Fair and care

Our standard aims to meet the FAIR and CARE principles, and adds a few of our own, the DeAR principles. Paralex was inspired by the Cross-Linguistic Data Formats (CLDF) standard, and adheres to a similar philosophy and the same the design principles.

FAIR

The FAIR principles are meant to ensure that datasets are both readable by machines and by humans across sub-fields, disciplines and time. Here is a very short summary of the FAIR principles and how this standard aims to meet them:

Findable

Data must have a persistent global identifier (F1), be described by rich metadata (F2) which include the identifier (F3), and be indexed in searchable resources (F4).

F1: Use Digital Object Identifiers, generated either by your institution or a repository. We suggest using zenodo for this and archiving.
F2/F3: Add json metadata, following the frictionless standard. The metadata refer to the DOIs.
F4: Archive the dataset on zenodo, on your institutional repository and/or on any repository of your choice.

Accessible

The data and metadata can be reached using the identifier, and metadata persist even if the data is not accessible anymore. This is mostly achieved by using DOIs, and ensuring long term archiving.

Interoperable

Use a formal, accessible, shared, broadly applicable language for knowledge representation (I1), use FAIR vocabularies (I2) and refer to other (meta)data (I3).

I1: We write the metadata in json, the tables in csv, and respect the frictionless standard
I2: The standard documents our conventions and columns, providing a FAIR vocabulary.
I2/I3: The standard comes with built-in linking to other resources and encourages references to other resources and linking to other vocabularies such as gold ontology, unimorph schema, universal dependency tagset, CLTS' BIPA, glottocodes, ISO codes for languages, etc.

Reusable

Data should be well described (R1) so that they can be re-used and combined in other contexts. This standard's main aim is to ensure that the data is richly and consistently described.

Because the FAIR principles make sure the data is widely shared and reused, and usable computationally, they focus on data users. However, two more group of people are relevant when producing language datasets.

CARE

The CARE Principles for Indigenous Data Governance focus on the interests of the language communities whose languages are described by our datasets. They are meant to be compatible with FAIR principles. These are not principles that can be fullfilled simply by adhering to a formal standard, but rather require careful planning and engagement with language communities. In short, they state:

Collective Benefit:

"Data ecosystems shall be designed and function in ways that enable Indigenous Peoples to derive benefit from the data."

In the case of language data, native speakers should ideally be involved in the creation and authorship of resources, and the data should be made available in ways that are useful for language communities (such as the creation of pedagogical supports, dictionaries or grammar books).

Authority to control

Indigenous people must have control over how data is shared and how their culture is represented and identified.

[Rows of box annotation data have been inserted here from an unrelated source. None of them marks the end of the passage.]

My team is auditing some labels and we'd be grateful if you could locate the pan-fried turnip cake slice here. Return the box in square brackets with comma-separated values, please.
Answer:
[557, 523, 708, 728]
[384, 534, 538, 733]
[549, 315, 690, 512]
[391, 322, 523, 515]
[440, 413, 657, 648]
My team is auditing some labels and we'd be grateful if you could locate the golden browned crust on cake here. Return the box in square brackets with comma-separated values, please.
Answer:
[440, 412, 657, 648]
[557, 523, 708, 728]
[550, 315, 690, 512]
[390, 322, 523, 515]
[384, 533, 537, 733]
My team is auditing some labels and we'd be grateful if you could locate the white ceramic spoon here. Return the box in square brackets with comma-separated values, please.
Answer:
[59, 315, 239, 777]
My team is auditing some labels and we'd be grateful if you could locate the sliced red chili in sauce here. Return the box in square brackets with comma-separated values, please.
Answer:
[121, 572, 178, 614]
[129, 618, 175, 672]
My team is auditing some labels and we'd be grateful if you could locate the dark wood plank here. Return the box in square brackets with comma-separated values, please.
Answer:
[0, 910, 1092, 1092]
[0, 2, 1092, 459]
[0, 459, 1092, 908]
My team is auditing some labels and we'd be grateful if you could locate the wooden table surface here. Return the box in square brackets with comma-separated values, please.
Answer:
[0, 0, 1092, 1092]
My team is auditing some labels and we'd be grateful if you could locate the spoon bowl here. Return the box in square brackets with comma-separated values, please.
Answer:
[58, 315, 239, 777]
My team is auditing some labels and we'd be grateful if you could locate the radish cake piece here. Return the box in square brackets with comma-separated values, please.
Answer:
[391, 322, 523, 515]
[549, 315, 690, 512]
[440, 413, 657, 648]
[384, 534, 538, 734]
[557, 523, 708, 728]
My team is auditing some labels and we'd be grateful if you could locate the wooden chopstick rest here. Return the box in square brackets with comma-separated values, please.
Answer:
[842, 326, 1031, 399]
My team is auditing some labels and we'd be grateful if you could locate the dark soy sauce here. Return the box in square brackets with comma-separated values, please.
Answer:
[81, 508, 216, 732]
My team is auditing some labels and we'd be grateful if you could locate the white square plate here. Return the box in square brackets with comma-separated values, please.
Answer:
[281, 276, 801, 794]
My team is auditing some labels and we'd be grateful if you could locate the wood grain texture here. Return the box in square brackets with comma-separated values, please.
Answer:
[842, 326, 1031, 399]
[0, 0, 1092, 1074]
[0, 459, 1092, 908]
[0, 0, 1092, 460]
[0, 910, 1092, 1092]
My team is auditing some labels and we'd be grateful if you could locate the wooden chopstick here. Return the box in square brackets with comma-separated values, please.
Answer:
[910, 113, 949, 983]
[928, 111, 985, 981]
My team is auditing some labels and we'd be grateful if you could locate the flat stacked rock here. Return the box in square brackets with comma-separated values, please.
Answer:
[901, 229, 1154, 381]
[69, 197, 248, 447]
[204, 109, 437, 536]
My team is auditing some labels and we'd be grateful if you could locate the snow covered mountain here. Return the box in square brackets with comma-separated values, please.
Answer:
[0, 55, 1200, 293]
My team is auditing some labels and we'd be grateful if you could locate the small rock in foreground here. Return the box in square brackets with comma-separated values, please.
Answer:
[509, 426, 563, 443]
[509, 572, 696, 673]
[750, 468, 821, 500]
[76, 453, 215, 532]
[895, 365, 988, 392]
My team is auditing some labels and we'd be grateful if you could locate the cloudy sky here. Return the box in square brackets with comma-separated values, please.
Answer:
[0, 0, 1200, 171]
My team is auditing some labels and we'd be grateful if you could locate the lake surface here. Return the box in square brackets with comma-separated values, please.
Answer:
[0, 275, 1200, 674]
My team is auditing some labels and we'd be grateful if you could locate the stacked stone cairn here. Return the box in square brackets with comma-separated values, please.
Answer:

In particular, we should use endonyms and only distribute data openly with the consent of language communities.

Responsibility

Be accountable to how the data is used in favor of Indigenous people.

Ethics

"Indigenous Peoples’ rights and wellbeing should be the primary concern at all stages of the data life cycle and across the data ecosystem."

Ensure your data does not stigmatize Indigenous People and cultures, explicitly assess harms and benefits.
Describe limitations, provenances, and purposes of the data
Ensure long term preservation

The principles invite us to question how language communities can benefit from our work, and to consider that even as authors of datasets, it is not our data.